The `pivot_table` method creates a spreadsheet-style pivot table, allowing you to summarize and aggregate data based on specified index, columns, and values, with support for various aggregation functions. It facilitates data analysis by reorganizing data for better insights.
Multi-indexes allow pandas DataFrames to have multiple levels of indexing on rows and/or columns. They enable more complex data structures and facilitate hierarchical data organization, making it easier to perform operations like grouping, reshaping, and selecting subsets of data based on multiple keys.
`loc` is label-based and used for selecting rows and columns by their labels or boolean arrays. `iloc` is integer position-based and selects by integer indices. For example, `df.loc[2, 'A']` selects the value in row labeled 2 and column 'A', while `df.iloc[2, 0]` selects the value at the third row and first column by position.
You can merge two DataFrames using the `pd.merge()` function, specifying the keys to join on and the type of join (e.g., inner, outer, left, right). Alternatively, `df1.join(df2)` can be used for joining on indexes, and `pd.concat([df1, df2])` can concatenate along a particular axis.
Pandas provides functions like `pd.read_csv()`, `pd.read_excel()`, `pd.read_json()`, `pd.read_sql()`, and `pd.read_html()` to read various file formats. Similarly, you can write DataFrames using methods like `df.to_csv()`, `df.to_excel()`, `df.to_json()`, and `df.to_sql()` to export data to different formats.
Data filtering and selection can be done using boolean indexing, the `query()` method, `loc` and `iloc` for label or position-based selection, and conditions applied to DataFrame columns. For example, `df[df['age'] > 30]` filters rows where the 'age' column is greater than 30.
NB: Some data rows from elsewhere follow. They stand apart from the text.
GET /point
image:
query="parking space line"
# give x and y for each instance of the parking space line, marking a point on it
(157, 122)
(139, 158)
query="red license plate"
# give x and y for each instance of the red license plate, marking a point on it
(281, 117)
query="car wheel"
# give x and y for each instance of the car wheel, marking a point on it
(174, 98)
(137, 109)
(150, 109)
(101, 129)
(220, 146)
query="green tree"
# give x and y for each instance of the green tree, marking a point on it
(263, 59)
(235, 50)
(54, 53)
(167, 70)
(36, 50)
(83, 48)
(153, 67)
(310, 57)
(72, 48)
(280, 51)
Performance can be optimized by using efficient data types (e.g., categorical data), avoiding unnecessary copies, leveraging vectorized operations instead of loops, using built-in pandas functions, applying chunk processing for large datasets, indexing appropriately, and utilizing parallel processing or libraries like Dask for handling very large DataFrames.
Missing data can be handled using methods like `df.dropna()` to remove missing values, `df.fillna()` to fill them with specified values or strategies (e.g., mean, median), and `df.isnull()` or `df.notnull()` to detect missing values. Additionally, interpolation methods can estimate missing data.
The `groupby` function is used to split a DataFrame into groups based on one or more keys, apply a function to each group independently, and then combine the results. It is commonly used for aggregation, transformation, and filtration operations, such as calculating group-wise statistics.
You can apply functions using the `df.apply()` method, specifying `axis=0` for columns or `axis=1` for rows. Additionally, vectorized operations or specific methods like `df.applymap()` for element-wise operations can be used for efficiency.